Each project has been commissioned to support children and young people in the borough and directly engage with them as co-creators.

Harrow Club


The Harrow Club is a charity working primarily with young people in the deprived urban neighbourhoods in West London. They provide young people with a place to go, trusted adults, and most importantly opportunities to learn and develop valuable life skills.
The Workshop
Joy also ran workshops for children from the Harrow Club gathering plants they found locally or from parks and sidewalks of West London to create lumen prints and cyanotypes, also referred to as ‘blueprinting’ which is the oldest non-silver photographic printing process. It involves exposing materials which have been treated with a solution of potassium ferricyanide and ferric ammonium citrate to a UV light source such as the sun. She calls it drawing with light. The Learning Team at Kew Gardens Wakehurst introduced the children to the Millennium Seed Bank, a growing collection of seeds from around the world that aims to provide a safety net for species at risk of extinction.

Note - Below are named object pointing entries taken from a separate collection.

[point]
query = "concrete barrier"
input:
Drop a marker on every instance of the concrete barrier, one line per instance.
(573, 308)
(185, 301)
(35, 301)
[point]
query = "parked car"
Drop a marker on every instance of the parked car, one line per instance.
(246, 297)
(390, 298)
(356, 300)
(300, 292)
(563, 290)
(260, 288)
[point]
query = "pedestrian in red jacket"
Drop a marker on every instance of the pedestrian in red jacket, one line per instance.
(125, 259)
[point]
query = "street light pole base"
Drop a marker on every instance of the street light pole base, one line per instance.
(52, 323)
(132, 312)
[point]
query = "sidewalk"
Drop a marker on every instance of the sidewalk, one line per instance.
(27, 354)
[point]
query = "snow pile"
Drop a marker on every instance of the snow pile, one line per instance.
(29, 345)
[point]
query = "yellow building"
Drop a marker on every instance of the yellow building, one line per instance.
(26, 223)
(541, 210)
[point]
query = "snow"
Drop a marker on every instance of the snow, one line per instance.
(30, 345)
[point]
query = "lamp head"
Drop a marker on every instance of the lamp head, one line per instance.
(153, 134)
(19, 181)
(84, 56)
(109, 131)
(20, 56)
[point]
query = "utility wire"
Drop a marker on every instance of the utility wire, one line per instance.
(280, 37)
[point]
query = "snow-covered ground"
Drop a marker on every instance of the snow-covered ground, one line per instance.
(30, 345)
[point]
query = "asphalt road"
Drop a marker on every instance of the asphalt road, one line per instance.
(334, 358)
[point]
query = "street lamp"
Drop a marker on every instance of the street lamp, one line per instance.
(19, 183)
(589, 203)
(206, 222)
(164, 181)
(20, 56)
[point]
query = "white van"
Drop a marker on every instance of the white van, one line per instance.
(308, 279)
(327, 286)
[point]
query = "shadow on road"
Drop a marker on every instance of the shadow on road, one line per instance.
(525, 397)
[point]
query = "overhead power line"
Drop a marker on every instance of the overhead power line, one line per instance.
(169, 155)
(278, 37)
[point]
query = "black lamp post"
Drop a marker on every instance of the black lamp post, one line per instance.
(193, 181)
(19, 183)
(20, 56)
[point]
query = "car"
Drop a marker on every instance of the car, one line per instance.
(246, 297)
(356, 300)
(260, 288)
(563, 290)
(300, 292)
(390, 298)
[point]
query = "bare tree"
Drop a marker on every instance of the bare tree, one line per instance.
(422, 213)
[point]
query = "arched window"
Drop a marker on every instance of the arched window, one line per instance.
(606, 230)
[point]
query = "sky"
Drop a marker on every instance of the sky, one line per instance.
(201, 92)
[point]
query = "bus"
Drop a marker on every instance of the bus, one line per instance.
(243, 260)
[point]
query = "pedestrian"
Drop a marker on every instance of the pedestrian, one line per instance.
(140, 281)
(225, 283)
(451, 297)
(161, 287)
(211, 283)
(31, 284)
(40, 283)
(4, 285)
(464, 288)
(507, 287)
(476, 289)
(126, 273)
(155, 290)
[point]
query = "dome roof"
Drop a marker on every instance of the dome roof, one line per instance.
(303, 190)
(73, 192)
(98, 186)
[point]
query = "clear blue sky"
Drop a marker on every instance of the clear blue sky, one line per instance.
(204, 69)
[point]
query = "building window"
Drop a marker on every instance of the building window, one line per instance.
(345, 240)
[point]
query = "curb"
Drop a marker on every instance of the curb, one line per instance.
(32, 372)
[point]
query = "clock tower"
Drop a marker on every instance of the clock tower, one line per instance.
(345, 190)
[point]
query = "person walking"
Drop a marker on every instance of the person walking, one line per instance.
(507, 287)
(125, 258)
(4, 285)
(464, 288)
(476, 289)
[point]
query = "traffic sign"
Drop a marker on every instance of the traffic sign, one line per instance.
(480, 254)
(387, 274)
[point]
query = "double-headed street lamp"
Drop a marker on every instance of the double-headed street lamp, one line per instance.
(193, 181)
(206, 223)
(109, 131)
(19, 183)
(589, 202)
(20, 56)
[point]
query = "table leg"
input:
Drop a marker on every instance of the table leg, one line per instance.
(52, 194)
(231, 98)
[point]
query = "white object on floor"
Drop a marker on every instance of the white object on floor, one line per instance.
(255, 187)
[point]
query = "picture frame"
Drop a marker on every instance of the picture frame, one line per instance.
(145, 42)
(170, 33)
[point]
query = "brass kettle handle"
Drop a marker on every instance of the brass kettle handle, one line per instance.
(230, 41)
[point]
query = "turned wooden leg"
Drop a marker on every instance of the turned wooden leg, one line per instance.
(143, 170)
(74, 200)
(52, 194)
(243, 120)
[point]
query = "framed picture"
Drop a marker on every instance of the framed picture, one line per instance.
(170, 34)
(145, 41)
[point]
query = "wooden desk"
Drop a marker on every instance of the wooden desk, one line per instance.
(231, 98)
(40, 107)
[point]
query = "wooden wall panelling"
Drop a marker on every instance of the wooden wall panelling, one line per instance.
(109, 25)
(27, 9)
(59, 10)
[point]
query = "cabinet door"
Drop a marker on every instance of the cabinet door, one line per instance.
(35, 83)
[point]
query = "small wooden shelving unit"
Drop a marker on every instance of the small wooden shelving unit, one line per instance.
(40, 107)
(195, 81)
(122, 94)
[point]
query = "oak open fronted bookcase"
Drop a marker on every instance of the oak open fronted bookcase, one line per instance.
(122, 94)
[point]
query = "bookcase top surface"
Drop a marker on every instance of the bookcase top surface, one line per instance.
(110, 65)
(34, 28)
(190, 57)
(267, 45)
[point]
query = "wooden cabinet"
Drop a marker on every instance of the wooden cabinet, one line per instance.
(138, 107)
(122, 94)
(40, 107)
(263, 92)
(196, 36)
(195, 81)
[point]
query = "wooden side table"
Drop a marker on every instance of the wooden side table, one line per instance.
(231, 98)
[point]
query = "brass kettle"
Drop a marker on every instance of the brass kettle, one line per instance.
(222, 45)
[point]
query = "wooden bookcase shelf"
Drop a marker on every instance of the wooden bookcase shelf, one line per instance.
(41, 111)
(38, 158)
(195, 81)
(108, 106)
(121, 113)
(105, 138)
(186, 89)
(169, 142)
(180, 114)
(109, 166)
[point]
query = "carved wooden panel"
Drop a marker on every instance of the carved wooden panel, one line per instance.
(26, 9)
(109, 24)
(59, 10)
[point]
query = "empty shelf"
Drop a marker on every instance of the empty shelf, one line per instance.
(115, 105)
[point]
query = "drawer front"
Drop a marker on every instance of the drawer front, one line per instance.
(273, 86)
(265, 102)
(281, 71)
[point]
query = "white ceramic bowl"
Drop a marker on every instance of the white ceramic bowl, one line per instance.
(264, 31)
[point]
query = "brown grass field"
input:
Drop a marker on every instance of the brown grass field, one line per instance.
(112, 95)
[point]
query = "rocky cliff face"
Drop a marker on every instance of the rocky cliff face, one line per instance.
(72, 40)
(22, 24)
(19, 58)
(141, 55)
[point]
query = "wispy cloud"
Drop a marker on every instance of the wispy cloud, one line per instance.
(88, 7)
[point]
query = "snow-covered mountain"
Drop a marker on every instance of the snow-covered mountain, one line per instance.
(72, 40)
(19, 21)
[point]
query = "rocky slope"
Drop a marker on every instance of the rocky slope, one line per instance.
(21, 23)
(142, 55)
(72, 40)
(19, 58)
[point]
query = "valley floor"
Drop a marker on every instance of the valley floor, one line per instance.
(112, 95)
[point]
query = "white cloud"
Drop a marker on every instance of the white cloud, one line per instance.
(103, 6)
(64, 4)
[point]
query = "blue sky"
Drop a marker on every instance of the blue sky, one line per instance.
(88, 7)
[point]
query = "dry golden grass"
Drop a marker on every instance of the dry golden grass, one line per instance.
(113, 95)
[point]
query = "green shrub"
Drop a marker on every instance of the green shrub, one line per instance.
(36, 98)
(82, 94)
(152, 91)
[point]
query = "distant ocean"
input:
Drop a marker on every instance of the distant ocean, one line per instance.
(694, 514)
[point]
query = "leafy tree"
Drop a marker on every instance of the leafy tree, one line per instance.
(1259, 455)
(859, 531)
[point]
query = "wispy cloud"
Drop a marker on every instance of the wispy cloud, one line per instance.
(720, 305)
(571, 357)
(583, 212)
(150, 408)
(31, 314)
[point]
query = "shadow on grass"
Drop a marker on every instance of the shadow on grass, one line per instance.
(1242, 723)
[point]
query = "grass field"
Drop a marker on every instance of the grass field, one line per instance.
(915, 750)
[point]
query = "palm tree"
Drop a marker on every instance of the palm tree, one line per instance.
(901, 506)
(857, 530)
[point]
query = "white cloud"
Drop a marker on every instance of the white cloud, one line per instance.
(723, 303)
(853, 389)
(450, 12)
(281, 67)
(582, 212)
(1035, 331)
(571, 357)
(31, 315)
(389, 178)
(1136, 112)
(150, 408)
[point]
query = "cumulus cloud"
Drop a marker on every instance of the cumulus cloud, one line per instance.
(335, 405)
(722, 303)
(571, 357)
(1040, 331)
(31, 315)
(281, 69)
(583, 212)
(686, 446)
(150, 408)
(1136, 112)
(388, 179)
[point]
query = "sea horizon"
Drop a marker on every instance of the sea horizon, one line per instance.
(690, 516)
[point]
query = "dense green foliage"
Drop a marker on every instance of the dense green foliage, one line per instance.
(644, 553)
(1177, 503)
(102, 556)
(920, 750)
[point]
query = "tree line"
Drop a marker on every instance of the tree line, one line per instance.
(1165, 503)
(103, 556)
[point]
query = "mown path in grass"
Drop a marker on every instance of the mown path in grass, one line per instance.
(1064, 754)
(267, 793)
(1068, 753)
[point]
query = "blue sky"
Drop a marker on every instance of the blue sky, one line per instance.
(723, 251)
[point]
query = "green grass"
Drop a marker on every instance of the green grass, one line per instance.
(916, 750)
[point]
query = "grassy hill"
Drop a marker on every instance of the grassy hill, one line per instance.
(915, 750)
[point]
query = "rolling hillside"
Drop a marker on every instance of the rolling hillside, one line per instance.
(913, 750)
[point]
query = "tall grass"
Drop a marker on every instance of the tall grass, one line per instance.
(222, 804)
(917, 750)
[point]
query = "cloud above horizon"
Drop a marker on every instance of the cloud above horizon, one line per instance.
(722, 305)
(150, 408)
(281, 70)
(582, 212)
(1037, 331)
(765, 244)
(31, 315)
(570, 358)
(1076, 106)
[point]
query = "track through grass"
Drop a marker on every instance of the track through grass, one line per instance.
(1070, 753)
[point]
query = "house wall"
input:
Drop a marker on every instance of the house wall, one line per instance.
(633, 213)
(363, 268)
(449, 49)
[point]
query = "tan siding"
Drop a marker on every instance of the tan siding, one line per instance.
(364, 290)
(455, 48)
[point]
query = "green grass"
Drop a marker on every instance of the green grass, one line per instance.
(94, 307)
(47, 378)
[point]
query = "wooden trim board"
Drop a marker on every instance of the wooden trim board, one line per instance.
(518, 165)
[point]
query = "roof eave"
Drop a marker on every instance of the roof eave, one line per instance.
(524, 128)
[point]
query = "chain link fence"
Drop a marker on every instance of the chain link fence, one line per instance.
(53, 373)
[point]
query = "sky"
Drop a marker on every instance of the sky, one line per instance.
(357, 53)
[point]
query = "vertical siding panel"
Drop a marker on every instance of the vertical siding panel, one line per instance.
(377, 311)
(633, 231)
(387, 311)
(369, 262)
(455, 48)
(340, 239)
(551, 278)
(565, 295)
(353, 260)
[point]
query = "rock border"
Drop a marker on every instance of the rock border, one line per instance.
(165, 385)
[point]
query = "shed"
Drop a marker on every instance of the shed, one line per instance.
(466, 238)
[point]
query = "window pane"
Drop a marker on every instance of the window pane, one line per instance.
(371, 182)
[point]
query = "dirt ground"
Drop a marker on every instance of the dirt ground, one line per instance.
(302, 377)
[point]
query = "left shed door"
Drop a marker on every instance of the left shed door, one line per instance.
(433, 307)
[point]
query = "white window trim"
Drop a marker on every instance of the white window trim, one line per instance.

“Working with the community 'is something I  have always done, if I make a piece of work, it's a public artwork - it has to belong to the community.  We are all links in chains of existence and I thought it would be good for the kids to go back into their community and think about biodiversity and the importance of plants to human existence including food, medicine and the air that we breathe.”

With thanks to:
Taffron Foster, Mathilde Glossop and Bruce Evans who assisted the workshops.

Cyanotypes made by:
Adem Dera, Taya Buckingham, Ayman Leach, Sharif Leach, Tyler Mayers, Julius Peart, Pedro Peart, Adam Salami, Isaiah Tesfamichael

Amplify studios

Amplify Studios at Rugby Portobello Trust is a powerful tool for change : a safe haven that removes barriers to entry and allows young people to develop their strengths and nurture their passions. Amplify Studios is a community interest project, and an example of what is possible when culture and community embrace an entrepreneurial approach to enterprise. Music, visual arts, technology and practical business skills are at the heart of the venture. They encourage West London youth to explore and create in a safe and inclusive environment - every minute an at-risk youth spends in Amplify, is a minute they are out of harms way.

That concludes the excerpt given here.